Quella di Ernesto Che Guevara è la strana storia di un feroce assassino diventato icona pop. Moriva 40 anni fa Che Guevara, il 9 ottobre 1967 fucilato in Bolivia. In questi giorni le commemorazioni sono numerose in tutto il Sud America. In Italia si assiste alla solita glorificazione dei quotidiani di sinistra che danno in pasto ai propri lettori le solite agiografie: Liberazione titolava «Evviva Che Guevara», il Manifesto, ci segnala Fausto Carioti su Libero, pubblicava lo stesso articolo che Gianni Minà scrive da 40 anni, ma non basta il santino del Che della stampa comunista. Sta per arrivare nelle sale Guerrilla! di Steven Soderbergh con Benicio Del Toro, terzo film in poco tempo dedicato al medico e guerrigliero argentino, dopo Che Guevara diretto da Josh Evans e I Diari della motocicletta prodotto da Robert Redford e diretto da Walter Selles che mostra il viaggio sudamericano del giovane Guevara che ricerca se stesso e si confronta con la sua nascente coscienza politica. Una pellicola che in qualche modo ha contribuito a rafforzare il suo mito romantico e ribelle nato nel 1997 quando i resti del Che vennero ritrovati nei pressi della pista d’atterraggio dell’aeroporto di Vallegrande in Bolivia. Da allora la figura del rivoluzionario nella fotografia di Alberto Korda scattata nei primi anni della rivoluzione cubana è diventata l’icona della giustizia sociale e della lotta agli abusi del potere in tutto il mondo, le ormai numerosissime pubblicazioni sul Che e un poderoso merchandise (qui potete trovare addirittura The Che store, tutto quello che vi serve per le vostre esigenze rivoluzionarie…) hanno fatto di lui un simbolo totalmente slegato dalla propria realtà storica e dal proprio operato politico tanto che i ragazzi argentini hanno coniato l’espressione ho una maglietta del Che e non so perché.
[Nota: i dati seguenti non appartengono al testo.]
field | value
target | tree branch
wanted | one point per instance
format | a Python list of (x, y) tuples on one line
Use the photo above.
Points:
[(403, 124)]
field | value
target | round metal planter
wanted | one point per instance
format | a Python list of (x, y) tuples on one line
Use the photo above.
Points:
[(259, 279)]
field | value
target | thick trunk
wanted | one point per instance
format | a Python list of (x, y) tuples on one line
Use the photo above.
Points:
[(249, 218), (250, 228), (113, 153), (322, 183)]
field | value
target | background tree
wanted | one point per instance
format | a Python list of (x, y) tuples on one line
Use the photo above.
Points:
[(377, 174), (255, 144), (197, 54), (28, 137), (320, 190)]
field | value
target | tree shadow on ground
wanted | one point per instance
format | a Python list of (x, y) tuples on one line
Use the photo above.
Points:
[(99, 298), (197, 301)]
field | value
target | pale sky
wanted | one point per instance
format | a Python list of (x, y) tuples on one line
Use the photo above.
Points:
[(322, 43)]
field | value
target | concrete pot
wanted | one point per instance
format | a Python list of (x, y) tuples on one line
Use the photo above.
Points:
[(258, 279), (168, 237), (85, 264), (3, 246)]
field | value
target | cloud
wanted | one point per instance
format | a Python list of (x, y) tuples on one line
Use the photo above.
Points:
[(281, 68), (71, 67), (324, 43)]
A ricordarci chi è stato davvero Ernesto Che Guevara ci pensano da anni autori latino americani come Carlos Alberto Montaner e Alvaro Vargas Llosa. Di quest’ultimo è uscito recentemente in Italia per Lindau, Il mito Che Guevara e il futuro della libertà, una raccolta di citazioni degli scritti del Che, testimonianze e documenti che smontano il mito e ci consegnano la figura di un assassino spietato e di un politico mediocre.
L’idea di quello che il Che pensava è ben riassunta dalle sue parole dell’aprile 1967 in un messaggio alla Tricontinentale, l’organizzazione rivoluzionaria afro-asiatico-sudamericana, «L’odio è fattore di lotta contro il nemico, che spinge oltre i limiti naturali dell’essere umano e lo trasforma in una reale, violenta, selettiva e fredda macchina per uccidere».
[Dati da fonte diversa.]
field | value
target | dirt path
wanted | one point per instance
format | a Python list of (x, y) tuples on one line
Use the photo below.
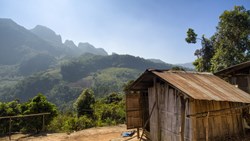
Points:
[(111, 133)]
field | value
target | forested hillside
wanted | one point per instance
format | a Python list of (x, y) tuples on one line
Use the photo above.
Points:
[(37, 61)]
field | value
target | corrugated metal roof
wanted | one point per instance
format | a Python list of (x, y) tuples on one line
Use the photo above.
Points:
[(232, 69), (202, 86)]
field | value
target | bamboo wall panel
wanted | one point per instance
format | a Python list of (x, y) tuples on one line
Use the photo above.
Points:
[(133, 111), (222, 125)]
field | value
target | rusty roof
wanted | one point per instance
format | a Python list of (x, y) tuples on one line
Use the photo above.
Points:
[(233, 69), (201, 86)]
Durante la lotta armata contro il regime di Batista, Che Guevara uccise personalmente o supervisionò alla morte di decine di persone tra nemici della rivoluzione e semplici sospettati. Un’importante fonte per comprendere la sua indole sanguinaria sono i suoi stessi scritti, dal diario tenuto sulla Sierra Maestra ci racconta di aver ucciso il guerrigliero Eutimio Guerra solo perché sospettato di essere un informatore, il contadino Aristidio per aver espresso il desiderio di volersene andare dopo l’arrivo dei ribelli ed Echevarrìa, fratello di un suo compagno, per colpe non meglio specificate.
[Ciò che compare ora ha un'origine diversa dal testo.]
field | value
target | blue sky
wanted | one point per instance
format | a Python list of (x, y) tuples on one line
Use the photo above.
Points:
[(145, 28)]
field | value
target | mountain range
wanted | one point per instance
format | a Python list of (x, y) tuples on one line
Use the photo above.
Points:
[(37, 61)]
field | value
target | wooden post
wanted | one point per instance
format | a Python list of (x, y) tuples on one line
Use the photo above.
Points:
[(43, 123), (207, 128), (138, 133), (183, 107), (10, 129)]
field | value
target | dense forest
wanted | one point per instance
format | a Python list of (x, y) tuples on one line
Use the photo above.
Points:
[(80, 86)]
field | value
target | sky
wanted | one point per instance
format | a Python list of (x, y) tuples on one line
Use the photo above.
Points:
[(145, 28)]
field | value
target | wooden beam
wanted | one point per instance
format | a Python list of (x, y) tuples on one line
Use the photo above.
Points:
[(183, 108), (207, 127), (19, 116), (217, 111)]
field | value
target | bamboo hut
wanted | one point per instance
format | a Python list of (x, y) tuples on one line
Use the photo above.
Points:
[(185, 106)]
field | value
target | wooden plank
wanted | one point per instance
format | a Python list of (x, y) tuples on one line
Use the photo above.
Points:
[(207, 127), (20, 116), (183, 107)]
Jaime Costa Vázquez, ex comandante dell’esercito rivoluzionario, racconta che a Santa Clara, avamposto della guerriglia nel centro di Cuba, il Che ordinò l’esecuzione di una ventina di soldati, molti tra loro erano contadini che si erano arruolati per sfuggire alla povertà.
Dopo la conquista dell’isola, siamo nel 1959, Castro lo incaricò di dirigere la prigione della fortezza di San Carlos de la Cabaña. Lì c’erano circa ottocento prigionieri in uno spazio adeguato a non più di trecento persone, tra loro membri dell’esercito e della polizia, giornalisti ma anche commercianti. José Vilasuso, giurista e docente fu membro del tribunale militare che eseguiva i processi sommari. Racconta a Vargas Llosa che gli ordini del Che erano di agire in modo risoluto. Il tribunale emetteva la sentenza che subito veniva confermata dalla corte d’appello presieduta dallo stesso Guevara. Le esecuzioni avevano luogo dal lunedì al venerdì in piena notte.
Javier Arzuaga, cappellano della prigione, assistette personalmente a decine di esecuzioni anche a quella di un ragazzino, Ariel Lima.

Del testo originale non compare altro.